Tiziana addenta la mia crosta e la mastica con calma.
    «Secondo me è buonissima.» dice coprendosi la bocca con la mano. «Sam?»
    La sta assaggiando anche lui. E Laura. E Simone. Tutto il mio fan club, insomma.
    «La crostata è buona, è stato deciso.» annuncia Sam ad alta voce. «Perché non ci dici qualcos’altro?»
    «Tipo?» domando candidamente.
    «Non so…» inizia Simone riempiendo un boccale di birra. «che avete fatto mentre cuoceva, ad esempio.» spiega malizioso.
    Mi stringo nelle spalle, seguendo con un dito la traccia umida che il mio bicchiere di coca ha lasciato sul bancone. «Si era scottato.»
    «Scottato?!» ripete curiosa Tiziana. «In posti sconvenienti?»
    La fisso eloquente. «E come dovrebbe aver fatto a scottarsi in posti sconvenienti?» le domando ironica, a volte la mia amica vuole così tanto ascoltare un racconto interessante e piccante da fregarsene del realismo.

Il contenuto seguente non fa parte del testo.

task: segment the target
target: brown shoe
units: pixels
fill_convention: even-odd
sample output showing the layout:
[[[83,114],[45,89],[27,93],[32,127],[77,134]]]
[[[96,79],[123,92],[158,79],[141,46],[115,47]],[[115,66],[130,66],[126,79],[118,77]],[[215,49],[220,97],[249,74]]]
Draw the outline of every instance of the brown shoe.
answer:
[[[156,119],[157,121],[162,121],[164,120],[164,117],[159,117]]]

    «Beh, se non eravate vestiti…» insinua Laura posando il vassoio, con il quale ha appena servito le bevande, sul bancone.
    Alzo gli occhi al cielo e mi tiro su in piedi. «Ok, ok.» comincio. «Per evitare ulteriori incomprensioni in futuro, siamo sempre vestiti quando lavoriamo.» dico, intenzionata a non tornare ancora su questo punto. «Si era bruciato la mano per non far bruciare me.» concludo per soddisfare la loro necessità di pettegolezzi.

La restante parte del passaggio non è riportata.